Tadeusz Borowski: This Way for the Gas, Ladies and Gentlemen
- In the example I have chosen to share, the narrator is describing the process of unloading the incoming prisoners and cleaning out the cattle cars that brought them there. Borowski goes into great detail concerning the horrors that these innocent people faced upon entering the Concentration Camp, but one aspect of these events immediately stood out upon reading this portion of the story. There was a young girl with one leg that was being carried by the SS guards not to the camp or gas chambers, but straight to the crematorium. As is written in the book, “Several other men are carrying a small girl with only one leg. They hold her by the arms and the one leg. Tears are running down her face and she whispers faintly: “Sir, it hurts, it hurts . . . ” They throw her on the truck on top of the corpses. She will burn alive along with them (12).” Instead of giving this disabled girl the slightest bit of compassion or even having the decency of treating her like everyone else, she gets singled out and subjected to the cruelest punishment of them all.
- Of all the terrible things described throughout the course of the book, this stuck with me the most because I could not get this horrible image out of my head. How could people treat another human being with such savagery? At least the other prisoners thought they had a chance of survival, but this disabled girl is simply tossed on top of the already burned corpses as If she was a piece of garbage. While those that were gassed died quickly and painlessly, this person was forced to suffer an unimaginable amount of suffering. Instead of granting this less able girl pity or mercy, the Nazis decided to drag out her inevitable death.
- This example is cited early on in the story and shows just how terrible humans were treated when they were transported to the Concentration Camps. If I were to see someone with a missing limb, it would be natural to feel bad and express sympathy towards their plight. However, the Nazis sought to subject this poor girl to even worse treatment than her fellow prisoners. They could not let her die in peace like everyone else? They had to make her ride along other corpses and get burned alive? The fact that something like this occurred proved to me that the Nazis were simply looking to make the incoming prisoners experience as much pain and suffering as possible.

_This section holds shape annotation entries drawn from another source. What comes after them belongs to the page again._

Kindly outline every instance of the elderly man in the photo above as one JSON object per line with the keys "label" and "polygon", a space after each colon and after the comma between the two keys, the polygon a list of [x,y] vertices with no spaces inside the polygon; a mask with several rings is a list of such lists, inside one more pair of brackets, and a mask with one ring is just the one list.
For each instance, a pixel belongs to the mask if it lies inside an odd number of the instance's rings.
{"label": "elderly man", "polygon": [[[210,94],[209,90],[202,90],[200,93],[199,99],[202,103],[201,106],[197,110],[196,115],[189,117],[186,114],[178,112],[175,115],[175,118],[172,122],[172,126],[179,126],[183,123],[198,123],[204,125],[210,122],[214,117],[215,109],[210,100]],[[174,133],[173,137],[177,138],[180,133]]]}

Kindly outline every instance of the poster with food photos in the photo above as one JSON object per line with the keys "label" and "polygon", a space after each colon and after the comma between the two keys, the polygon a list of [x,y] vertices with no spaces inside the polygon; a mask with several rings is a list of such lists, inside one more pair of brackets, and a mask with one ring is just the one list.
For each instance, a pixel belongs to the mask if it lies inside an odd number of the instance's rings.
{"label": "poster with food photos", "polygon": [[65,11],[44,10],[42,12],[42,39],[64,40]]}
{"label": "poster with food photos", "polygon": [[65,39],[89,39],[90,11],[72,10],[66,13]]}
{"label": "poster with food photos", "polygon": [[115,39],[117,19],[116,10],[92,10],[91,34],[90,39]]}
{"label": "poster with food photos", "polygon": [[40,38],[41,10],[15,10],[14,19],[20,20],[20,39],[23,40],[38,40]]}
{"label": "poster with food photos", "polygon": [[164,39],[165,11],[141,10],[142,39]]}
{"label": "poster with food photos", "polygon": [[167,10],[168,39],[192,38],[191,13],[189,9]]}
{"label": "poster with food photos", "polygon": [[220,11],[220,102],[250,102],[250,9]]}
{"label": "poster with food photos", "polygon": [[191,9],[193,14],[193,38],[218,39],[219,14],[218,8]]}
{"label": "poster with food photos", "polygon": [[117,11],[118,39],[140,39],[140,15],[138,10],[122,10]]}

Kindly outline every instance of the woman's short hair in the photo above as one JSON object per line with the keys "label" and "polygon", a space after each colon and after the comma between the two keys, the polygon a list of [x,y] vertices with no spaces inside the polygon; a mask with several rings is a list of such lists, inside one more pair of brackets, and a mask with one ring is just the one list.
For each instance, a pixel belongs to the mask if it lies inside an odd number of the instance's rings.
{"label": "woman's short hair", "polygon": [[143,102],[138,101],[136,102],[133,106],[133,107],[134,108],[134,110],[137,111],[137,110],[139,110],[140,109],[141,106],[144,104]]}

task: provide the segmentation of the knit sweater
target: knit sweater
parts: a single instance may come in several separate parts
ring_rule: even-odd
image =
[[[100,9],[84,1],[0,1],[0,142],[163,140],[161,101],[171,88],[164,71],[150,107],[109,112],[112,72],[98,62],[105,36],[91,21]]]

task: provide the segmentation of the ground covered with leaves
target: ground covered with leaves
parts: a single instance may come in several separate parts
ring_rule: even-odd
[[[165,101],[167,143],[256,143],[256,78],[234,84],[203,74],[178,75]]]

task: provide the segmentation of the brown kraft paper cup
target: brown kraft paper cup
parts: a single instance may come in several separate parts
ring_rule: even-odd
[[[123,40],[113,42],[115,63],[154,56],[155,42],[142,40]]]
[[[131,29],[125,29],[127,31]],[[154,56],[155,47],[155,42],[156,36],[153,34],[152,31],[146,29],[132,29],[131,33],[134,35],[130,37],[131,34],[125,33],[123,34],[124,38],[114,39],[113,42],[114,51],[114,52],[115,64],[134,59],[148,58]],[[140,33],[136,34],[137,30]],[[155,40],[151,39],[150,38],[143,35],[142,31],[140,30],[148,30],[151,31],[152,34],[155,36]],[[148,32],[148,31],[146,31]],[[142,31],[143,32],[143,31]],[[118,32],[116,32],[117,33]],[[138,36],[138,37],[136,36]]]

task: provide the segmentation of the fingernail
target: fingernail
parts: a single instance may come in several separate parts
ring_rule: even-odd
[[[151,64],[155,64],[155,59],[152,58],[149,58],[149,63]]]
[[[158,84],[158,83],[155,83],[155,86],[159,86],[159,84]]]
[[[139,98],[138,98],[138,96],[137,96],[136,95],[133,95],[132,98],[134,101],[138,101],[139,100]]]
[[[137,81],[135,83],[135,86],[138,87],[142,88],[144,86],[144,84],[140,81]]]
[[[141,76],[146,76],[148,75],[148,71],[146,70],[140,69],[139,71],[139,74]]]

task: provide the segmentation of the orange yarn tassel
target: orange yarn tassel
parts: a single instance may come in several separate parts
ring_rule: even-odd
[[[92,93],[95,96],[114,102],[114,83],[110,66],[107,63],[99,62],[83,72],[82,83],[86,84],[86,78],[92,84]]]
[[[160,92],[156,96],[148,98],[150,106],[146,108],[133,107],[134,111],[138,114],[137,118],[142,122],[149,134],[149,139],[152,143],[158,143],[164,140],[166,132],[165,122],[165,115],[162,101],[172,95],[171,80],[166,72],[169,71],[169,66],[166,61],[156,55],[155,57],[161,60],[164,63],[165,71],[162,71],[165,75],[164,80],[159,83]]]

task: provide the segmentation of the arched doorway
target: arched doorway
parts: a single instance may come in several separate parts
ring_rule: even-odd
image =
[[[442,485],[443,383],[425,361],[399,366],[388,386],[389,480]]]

- Were the SS guards victims of the Nazis forced into work as many of them claim? Or did they receive pleasure in doling out the maximum amount of human suffering that they possibly could?
Sam,
I agree with you that the example you cite is one of the most painful examples of inhumanity in the story. If I understand you correctly, the question you are asking is about the culpability of the people like the narrator who were ordered to do cruel things to other prisoners. I think that’s one of the central issues that the story is grappling with. The narrator is aware of his lack of compassion for the new arrivals and wonders what that means about his own morality. Why do you think he feels the way he does and doesn’t feel sorry for the people who are being sent to their deaths?